Sementara itu, Ketua Sinode GMIT Pdt Dr Mery Kolimon pada kesempatan tersebut mengatakan di dalam Alkitab secara jelas ditegaskan bahwa anak itu adalah milik pusaka Allah, yang diciptakan sesuai gambar dan rupa Allah sendiri. Karena itu, dalam diri anak terdapat kapasitas Illahi serta Tuhan mempunyai rencana khusus untuk kehidupan setiap anak dan rencana Allah itu adalah rencana damai sejahtera.
Namun, dalam kenyataan, kata Mery, gereja saat ini justru harus bergumul dengan pandangan budaya tentang anak. Bahkan pandangan budaya ikut mempengaruhi sikap gereja terhadap anak.
“Anak di NTT masih dianggap sebagai manusia kelas tiga. Kelas teratas adalah laki-laki dewasa dan di tengahnya adalah perempuan dewasa dan anak berada pada level terendah. Bahkan anak masih ada pembedaan lagi, yakni anak laki-laki dianggap lebih tinggi nilainya dibanding anak perempuan,” ujarnya.

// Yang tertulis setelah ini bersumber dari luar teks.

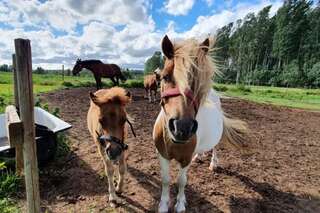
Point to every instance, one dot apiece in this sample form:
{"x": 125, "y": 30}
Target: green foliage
{"x": 279, "y": 50}
{"x": 39, "y": 70}
{"x": 8, "y": 206}
{"x": 313, "y": 75}
{"x": 5, "y": 68}
{"x": 134, "y": 84}
{"x": 153, "y": 63}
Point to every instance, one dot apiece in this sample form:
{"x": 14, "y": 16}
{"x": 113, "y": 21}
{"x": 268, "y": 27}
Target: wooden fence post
{"x": 62, "y": 73}
{"x": 15, "y": 135}
{"x": 24, "y": 77}
{"x": 15, "y": 82}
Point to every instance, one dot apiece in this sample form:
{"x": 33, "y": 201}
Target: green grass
{"x": 9, "y": 186}
{"x": 290, "y": 97}
{"x": 50, "y": 82}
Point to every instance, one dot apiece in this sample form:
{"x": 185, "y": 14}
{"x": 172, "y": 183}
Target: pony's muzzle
{"x": 113, "y": 153}
{"x": 182, "y": 129}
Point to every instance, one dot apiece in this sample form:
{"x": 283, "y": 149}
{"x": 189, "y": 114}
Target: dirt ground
{"x": 281, "y": 175}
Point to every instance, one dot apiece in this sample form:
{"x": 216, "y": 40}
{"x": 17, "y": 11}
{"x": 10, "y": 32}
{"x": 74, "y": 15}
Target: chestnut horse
{"x": 189, "y": 122}
{"x": 106, "y": 120}
{"x": 151, "y": 85}
{"x": 100, "y": 70}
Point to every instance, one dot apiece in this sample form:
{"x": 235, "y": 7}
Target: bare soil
{"x": 282, "y": 173}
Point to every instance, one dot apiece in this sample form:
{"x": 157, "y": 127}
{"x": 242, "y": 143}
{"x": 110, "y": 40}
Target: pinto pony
{"x": 100, "y": 70}
{"x": 151, "y": 85}
{"x": 189, "y": 121}
{"x": 106, "y": 120}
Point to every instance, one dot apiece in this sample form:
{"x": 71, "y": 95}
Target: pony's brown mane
{"x": 112, "y": 95}
{"x": 193, "y": 67}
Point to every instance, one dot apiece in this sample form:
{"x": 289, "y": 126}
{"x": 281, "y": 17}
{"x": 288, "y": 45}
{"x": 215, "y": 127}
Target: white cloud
{"x": 210, "y": 24}
{"x": 119, "y": 32}
{"x": 178, "y": 7}
{"x": 209, "y": 2}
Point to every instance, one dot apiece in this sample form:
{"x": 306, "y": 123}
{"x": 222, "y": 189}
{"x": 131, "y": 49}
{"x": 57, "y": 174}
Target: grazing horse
{"x": 100, "y": 70}
{"x": 151, "y": 84}
{"x": 106, "y": 120}
{"x": 189, "y": 122}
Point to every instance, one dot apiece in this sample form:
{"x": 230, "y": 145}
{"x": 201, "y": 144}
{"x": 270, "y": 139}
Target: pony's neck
{"x": 88, "y": 67}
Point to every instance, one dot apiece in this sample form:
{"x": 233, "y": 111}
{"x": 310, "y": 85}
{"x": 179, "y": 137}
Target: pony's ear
{"x": 205, "y": 45}
{"x": 167, "y": 47}
{"x": 94, "y": 98}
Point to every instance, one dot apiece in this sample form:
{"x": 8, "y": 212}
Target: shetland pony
{"x": 106, "y": 121}
{"x": 151, "y": 85}
{"x": 190, "y": 122}
{"x": 100, "y": 70}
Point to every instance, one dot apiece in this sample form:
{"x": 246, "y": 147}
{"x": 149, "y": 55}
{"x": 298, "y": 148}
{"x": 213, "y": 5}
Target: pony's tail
{"x": 235, "y": 132}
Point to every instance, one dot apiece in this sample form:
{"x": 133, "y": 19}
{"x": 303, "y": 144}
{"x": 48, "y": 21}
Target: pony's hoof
{"x": 163, "y": 207}
{"x": 119, "y": 190}
{"x": 114, "y": 200}
{"x": 180, "y": 207}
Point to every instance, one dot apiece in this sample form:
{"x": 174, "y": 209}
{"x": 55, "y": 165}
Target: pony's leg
{"x": 181, "y": 198}
{"x": 122, "y": 171}
{"x": 113, "y": 198}
{"x": 145, "y": 93}
{"x": 109, "y": 172}
{"x": 165, "y": 197}
{"x": 98, "y": 82}
{"x": 214, "y": 160}
{"x": 149, "y": 95}
{"x": 113, "y": 81}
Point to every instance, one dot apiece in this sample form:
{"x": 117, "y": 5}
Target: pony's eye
{"x": 166, "y": 78}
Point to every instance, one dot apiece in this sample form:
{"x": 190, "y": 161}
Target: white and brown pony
{"x": 107, "y": 118}
{"x": 190, "y": 121}
{"x": 151, "y": 83}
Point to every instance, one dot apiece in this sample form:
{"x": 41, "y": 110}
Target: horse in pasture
{"x": 106, "y": 119}
{"x": 189, "y": 122}
{"x": 151, "y": 85}
{"x": 100, "y": 70}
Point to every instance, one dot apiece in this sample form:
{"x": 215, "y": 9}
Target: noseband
{"x": 115, "y": 140}
{"x": 173, "y": 92}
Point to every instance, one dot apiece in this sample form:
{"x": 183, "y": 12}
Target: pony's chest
{"x": 210, "y": 124}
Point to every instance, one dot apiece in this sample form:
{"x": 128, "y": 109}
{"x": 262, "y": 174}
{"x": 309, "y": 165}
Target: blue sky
{"x": 125, "y": 32}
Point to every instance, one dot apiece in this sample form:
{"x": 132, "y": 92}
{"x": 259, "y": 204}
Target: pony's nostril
{"x": 194, "y": 127}
{"x": 172, "y": 125}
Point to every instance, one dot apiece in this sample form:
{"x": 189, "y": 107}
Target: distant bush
{"x": 220, "y": 88}
{"x": 39, "y": 70}
{"x": 67, "y": 84}
{"x": 134, "y": 84}
{"x": 313, "y": 75}
{"x": 243, "y": 88}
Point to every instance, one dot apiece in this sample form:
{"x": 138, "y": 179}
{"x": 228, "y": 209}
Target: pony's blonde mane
{"x": 193, "y": 67}
{"x": 114, "y": 94}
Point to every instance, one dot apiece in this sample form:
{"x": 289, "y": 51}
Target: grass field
{"x": 291, "y": 97}
{"x": 49, "y": 82}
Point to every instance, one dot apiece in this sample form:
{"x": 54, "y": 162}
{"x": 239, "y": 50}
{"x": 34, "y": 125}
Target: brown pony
{"x": 106, "y": 120}
{"x": 151, "y": 84}
{"x": 100, "y": 70}
{"x": 190, "y": 121}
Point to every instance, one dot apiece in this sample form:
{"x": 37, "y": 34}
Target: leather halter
{"x": 173, "y": 92}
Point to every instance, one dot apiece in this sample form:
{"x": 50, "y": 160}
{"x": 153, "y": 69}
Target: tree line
{"x": 283, "y": 50}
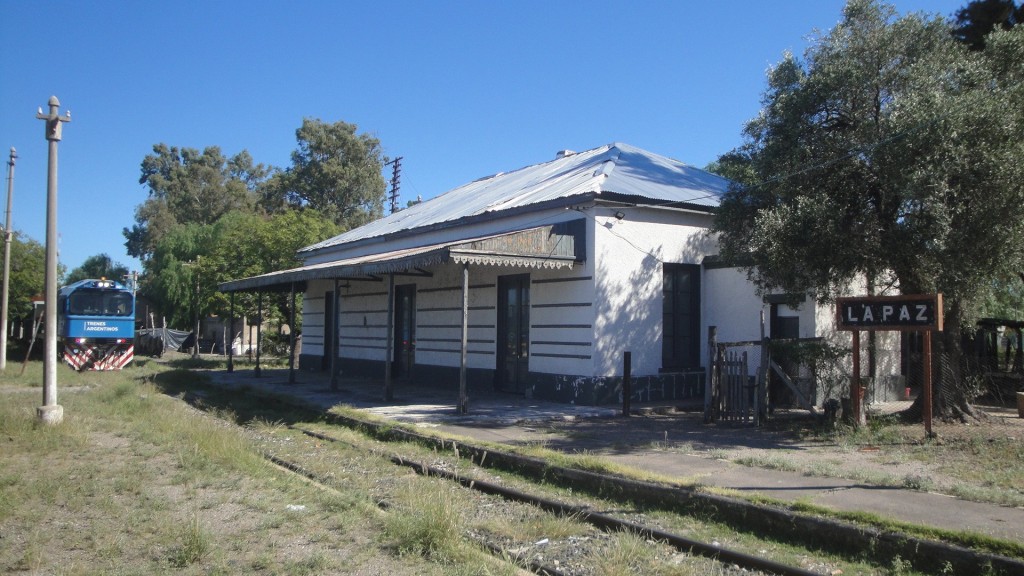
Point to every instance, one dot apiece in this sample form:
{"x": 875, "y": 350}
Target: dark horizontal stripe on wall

Mery menegaskan tanggung jawab gereja dan juga pemerintah dan masyarakat terhadap anak di NTT saat ini adalah memberikan pelayanan sepenuhnya bagi anak termasuk pengasuhan terhadap anak yang holistik, baik menyangkut hati, pikiran, mental, jiwa, dan tubuh anak. Anak bukan hanya sasaran pelayanan tetapi juga adalah pelaku pelayanan.
Editor : Sotyati
Bebras PENABUR Challenge : Asah Kemampuan Computational Thin...
Jakarta, satuharapan.com, Dunia yang berkembang begitu cepat memiliki tantangan baru bagi generasi m...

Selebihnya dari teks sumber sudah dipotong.